Copilot removes links to open-source licenses

Microsoft, GitHub, and OpenAI took precautions in developing Copilot. The tool has been configured to remove any link to open-source licenses from the generated code, even if it copies snippet code longer than 150 characters from a particular repository. The system does not indicate the authorship of the source code fragment.

Developer Butteric suggests that every time Copilot produces a virtually illegal result, this neural network tool violates the DMCA law three times by distributing materials with a license without attribution, copyright notice, and license terms.

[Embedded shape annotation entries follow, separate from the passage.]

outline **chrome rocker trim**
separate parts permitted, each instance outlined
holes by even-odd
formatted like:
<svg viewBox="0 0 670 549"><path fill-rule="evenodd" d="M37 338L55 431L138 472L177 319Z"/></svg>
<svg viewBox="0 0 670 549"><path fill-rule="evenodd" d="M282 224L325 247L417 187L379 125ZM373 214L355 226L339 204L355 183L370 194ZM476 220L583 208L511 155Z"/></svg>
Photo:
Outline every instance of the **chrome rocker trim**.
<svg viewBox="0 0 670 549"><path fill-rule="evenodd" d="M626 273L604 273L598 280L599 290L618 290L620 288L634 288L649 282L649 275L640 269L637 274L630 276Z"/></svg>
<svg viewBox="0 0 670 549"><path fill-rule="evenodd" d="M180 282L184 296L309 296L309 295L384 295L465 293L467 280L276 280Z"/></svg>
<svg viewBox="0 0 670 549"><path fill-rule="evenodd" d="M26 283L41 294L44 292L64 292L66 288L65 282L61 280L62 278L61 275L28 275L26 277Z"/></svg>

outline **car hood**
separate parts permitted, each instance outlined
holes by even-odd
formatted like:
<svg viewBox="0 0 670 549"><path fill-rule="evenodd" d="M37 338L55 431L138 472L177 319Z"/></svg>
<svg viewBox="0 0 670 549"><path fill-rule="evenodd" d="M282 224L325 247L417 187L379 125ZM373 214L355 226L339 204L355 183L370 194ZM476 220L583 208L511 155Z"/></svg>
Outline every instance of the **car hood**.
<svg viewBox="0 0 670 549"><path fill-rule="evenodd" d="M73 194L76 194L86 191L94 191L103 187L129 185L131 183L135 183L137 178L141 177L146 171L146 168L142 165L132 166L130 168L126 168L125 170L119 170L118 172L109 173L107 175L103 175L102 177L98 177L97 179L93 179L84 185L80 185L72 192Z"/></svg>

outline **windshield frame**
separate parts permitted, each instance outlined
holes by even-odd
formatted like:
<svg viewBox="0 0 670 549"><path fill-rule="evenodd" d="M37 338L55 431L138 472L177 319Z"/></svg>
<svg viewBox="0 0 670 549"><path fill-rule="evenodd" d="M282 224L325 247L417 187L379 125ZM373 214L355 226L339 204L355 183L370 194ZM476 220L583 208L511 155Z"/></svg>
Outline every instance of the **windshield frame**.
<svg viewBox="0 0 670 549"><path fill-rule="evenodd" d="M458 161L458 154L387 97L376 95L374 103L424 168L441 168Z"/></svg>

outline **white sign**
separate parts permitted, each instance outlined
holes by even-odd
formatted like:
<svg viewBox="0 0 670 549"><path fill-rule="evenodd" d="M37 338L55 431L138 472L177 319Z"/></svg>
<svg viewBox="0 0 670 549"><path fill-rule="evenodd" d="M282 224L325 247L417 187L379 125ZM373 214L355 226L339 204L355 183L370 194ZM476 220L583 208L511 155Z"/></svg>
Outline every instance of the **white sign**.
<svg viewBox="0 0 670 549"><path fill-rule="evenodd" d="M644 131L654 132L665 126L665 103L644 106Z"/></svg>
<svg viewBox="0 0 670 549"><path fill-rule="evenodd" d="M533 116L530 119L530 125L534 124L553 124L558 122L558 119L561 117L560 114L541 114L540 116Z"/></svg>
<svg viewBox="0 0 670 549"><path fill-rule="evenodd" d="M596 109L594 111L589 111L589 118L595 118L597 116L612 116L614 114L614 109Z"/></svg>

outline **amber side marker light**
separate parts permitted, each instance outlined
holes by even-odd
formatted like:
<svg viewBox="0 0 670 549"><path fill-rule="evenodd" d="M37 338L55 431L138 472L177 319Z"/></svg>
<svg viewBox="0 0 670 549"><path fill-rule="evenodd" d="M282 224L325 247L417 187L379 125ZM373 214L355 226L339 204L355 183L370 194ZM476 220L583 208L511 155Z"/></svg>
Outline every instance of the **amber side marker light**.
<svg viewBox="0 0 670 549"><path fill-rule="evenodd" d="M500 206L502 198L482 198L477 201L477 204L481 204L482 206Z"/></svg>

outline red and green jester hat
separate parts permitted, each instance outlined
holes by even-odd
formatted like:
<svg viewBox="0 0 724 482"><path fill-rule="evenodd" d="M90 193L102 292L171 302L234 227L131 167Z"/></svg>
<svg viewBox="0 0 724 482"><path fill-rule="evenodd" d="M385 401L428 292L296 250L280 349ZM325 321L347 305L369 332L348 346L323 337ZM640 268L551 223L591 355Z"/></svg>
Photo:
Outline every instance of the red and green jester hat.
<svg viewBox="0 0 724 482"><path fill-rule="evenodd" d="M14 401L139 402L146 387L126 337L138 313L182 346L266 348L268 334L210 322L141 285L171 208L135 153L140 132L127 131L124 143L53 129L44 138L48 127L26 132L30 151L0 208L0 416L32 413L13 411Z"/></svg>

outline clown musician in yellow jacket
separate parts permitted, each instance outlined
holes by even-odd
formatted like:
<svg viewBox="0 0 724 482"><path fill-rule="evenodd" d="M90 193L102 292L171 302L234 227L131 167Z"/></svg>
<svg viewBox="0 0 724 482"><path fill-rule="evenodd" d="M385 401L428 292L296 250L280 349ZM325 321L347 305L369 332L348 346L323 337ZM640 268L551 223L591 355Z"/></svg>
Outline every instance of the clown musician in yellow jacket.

The developer believes that in 15 months of work, Copilot, Microsoft, GitHub, and OpenAI about 3.6 million times violated US laws and caused damage to the open source community in the amount of 9 billion US dollars.

Batteric worries that Copilot could further degrade the open source community, and as a consequence, the quality of the code used in the training data of a system that is unable to generate code on its own will decline.